Green: Sie haben das Stichwort bereits genannt: Sympathie. Wenn man als Fan einen Spieler - oder die Spielweise und Mentalität eines Teams - mag, dann möchte man diesen Spieler, dieses Team gewinnen sehen. Das ist überall so. Wir scheinen als Team eine gewisse Mentalität auszustrahlen, die den Fans gefällt. Schauen Sie doch nur mal Steph Curry an: Egal wie tödlich seine Dreier sind und wie oft er dein Team abschießt, du kannst diesem Lausbuben-Gesicht einfach nicht böse sein. Wir nehmen uns insgesamt nicht so ernst, versuchen Dinge locker zu sehen - das erkennen die Fans an.

SPOX: Welche Rolle spielt Trash-Talk dabei? Sie sind dafür bekannt, gerne auch mal Teamkollegen und Gegenspieler auf den Arm zu nehmen und für Schlagzeilen zu sorgen.

Green: Trash-Talk? Ich? Das kann überhaupt nicht sein. So etwas würde ich nie tun. Ich spiele doch nur Basketball... und sage zwischendurch vielleicht manchmal die Wahrheit.

SPOX: War das jetzt ein typischer Draymond? Sie wissen, dass ich auf etwas ganz Bestimmtes hinaus will - und lassen mich dann eiskalt hängen...

Green (lacht): Absolut. Unverhofft kommt oft. Ansonsten wäre es ja langweilig.

SPOX: Das kann aber auch dazu führen, dass Sie arrogant wirken. Stört Sie das?

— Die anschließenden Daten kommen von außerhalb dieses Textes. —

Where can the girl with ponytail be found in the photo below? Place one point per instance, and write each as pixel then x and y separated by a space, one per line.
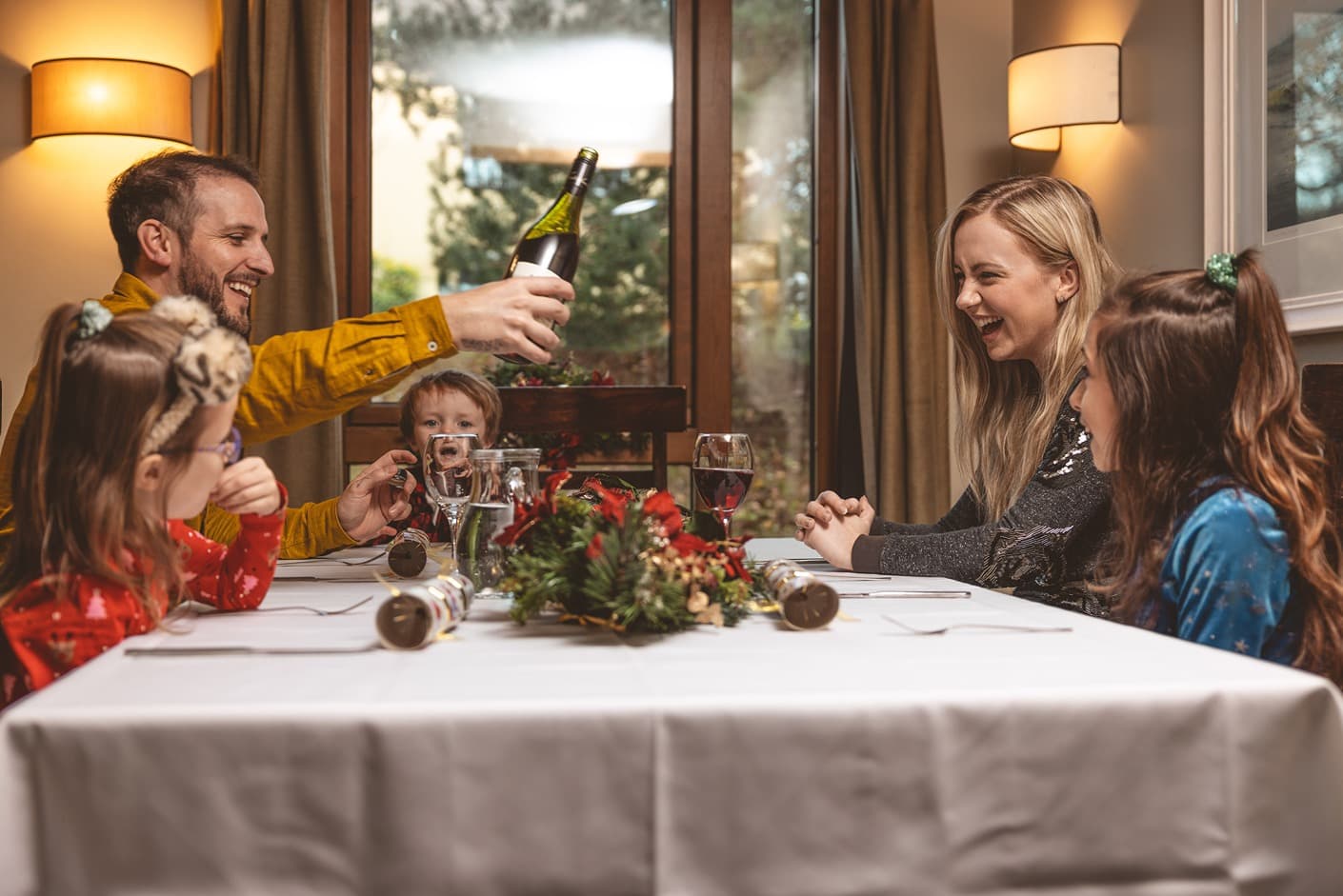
pixel 1225 530
pixel 131 431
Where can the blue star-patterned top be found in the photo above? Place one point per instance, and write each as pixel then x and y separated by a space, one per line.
pixel 1227 579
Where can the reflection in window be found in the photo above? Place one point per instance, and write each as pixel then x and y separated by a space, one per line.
pixel 772 114
pixel 1304 136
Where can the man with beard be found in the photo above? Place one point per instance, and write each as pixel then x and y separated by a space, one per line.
pixel 190 223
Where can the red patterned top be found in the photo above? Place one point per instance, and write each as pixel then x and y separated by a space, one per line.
pixel 48 637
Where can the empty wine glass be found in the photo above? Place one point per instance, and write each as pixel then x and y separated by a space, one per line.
pixel 721 469
pixel 448 477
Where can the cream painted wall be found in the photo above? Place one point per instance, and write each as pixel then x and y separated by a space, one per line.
pixel 1146 173
pixel 973 46
pixel 54 239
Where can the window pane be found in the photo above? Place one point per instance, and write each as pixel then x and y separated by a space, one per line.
pixel 477 113
pixel 772 111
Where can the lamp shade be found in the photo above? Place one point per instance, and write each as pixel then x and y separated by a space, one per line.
pixel 1058 86
pixel 110 97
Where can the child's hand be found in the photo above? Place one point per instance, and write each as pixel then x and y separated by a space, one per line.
pixel 831 527
pixel 373 500
pixel 248 487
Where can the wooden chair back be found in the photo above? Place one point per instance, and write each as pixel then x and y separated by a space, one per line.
pixel 655 409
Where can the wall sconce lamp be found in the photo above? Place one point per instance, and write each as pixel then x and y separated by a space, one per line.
pixel 110 97
pixel 1058 86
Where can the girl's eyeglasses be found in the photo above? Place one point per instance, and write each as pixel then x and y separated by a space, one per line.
pixel 231 448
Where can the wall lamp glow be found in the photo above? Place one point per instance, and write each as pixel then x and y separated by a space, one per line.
pixel 110 97
pixel 1058 86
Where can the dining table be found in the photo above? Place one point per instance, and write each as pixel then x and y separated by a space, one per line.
pixel 935 738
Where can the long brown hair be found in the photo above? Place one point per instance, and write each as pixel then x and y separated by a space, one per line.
pixel 1205 385
pixel 1006 409
pixel 74 471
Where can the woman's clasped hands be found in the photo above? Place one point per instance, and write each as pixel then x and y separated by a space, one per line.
pixel 831 526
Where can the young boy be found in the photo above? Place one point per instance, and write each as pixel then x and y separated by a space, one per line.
pixel 444 402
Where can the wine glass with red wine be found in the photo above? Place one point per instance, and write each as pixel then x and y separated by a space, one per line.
pixel 721 469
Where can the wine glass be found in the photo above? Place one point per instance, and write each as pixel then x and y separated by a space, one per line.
pixel 721 469
pixel 448 477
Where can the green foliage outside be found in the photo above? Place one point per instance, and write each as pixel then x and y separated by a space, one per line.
pixel 480 207
pixel 393 284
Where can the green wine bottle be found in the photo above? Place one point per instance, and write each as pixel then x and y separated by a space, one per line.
pixel 550 248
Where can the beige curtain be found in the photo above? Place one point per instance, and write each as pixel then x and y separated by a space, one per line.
pixel 271 104
pixel 893 379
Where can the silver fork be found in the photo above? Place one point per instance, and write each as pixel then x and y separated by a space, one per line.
pixel 350 563
pixel 317 610
pixel 973 627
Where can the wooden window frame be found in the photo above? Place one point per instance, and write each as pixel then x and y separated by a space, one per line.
pixel 701 216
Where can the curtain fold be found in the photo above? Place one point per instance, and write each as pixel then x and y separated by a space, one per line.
pixel 893 348
pixel 269 102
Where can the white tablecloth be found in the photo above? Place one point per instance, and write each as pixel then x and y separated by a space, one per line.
pixel 550 759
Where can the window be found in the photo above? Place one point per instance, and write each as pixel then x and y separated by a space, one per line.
pixel 697 259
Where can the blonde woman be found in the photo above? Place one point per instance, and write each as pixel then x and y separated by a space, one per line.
pixel 1021 268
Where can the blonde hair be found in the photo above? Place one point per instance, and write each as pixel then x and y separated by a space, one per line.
pixel 1006 409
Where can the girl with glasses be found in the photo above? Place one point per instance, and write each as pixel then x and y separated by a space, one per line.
pixel 131 431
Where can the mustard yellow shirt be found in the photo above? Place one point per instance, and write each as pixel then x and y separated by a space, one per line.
pixel 298 379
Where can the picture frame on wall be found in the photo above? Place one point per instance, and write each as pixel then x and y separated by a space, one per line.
pixel 1273 147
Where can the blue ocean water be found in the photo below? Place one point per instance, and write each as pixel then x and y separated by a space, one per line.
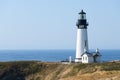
pixel 50 55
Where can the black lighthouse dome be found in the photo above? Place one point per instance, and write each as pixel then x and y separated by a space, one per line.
pixel 82 22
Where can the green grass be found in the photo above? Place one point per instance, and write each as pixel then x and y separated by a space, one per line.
pixel 20 69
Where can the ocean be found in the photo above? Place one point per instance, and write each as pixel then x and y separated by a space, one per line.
pixel 50 55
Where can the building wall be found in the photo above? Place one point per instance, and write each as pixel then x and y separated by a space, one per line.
pixel 84 58
pixel 98 59
pixel 90 60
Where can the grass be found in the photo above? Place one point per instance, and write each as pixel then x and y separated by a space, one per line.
pixel 21 69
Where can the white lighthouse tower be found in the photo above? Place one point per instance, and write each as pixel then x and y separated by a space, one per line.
pixel 82 38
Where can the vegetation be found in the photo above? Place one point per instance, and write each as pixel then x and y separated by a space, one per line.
pixel 33 70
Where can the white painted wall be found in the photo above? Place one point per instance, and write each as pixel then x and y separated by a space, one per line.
pixel 80 45
pixel 86 59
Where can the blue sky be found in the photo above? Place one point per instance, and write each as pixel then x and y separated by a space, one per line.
pixel 51 24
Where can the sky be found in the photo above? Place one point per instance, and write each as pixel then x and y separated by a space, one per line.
pixel 51 24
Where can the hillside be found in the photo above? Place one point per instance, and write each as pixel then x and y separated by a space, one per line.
pixel 33 70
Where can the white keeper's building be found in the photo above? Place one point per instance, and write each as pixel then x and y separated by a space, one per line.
pixel 82 51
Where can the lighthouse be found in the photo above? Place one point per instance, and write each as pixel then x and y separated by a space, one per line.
pixel 82 37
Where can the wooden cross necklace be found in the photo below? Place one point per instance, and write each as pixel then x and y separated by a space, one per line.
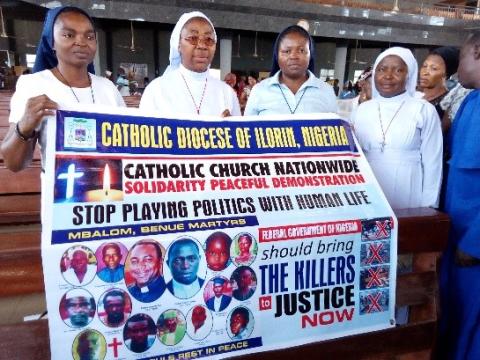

Green: Da überlasse ich jedem seine eigene Meinung. Ich hatte jedenfalls immer Vertrauen in meine Fähigkeiten und bin überzeugt, dass man das haben muss, um es an die Spitze zu schaffen. Dass ich damit nicht hinter dem Berg halte, ist meine bewusste Entscheidung. Das gehört zu meiner Persönlichkeit und hat es immer getan. Für mich ist es wichtig, dass ich meinen Worten dann aber auch Taten folgen lassen kann.

SPOX: Wie sehr spornt es Sie dabei an, dass Ihnen noch vor zwei Jahren kaum jemand diesen Erfolg zugetraut hat, Sie in keine Schublade zu passen schienen?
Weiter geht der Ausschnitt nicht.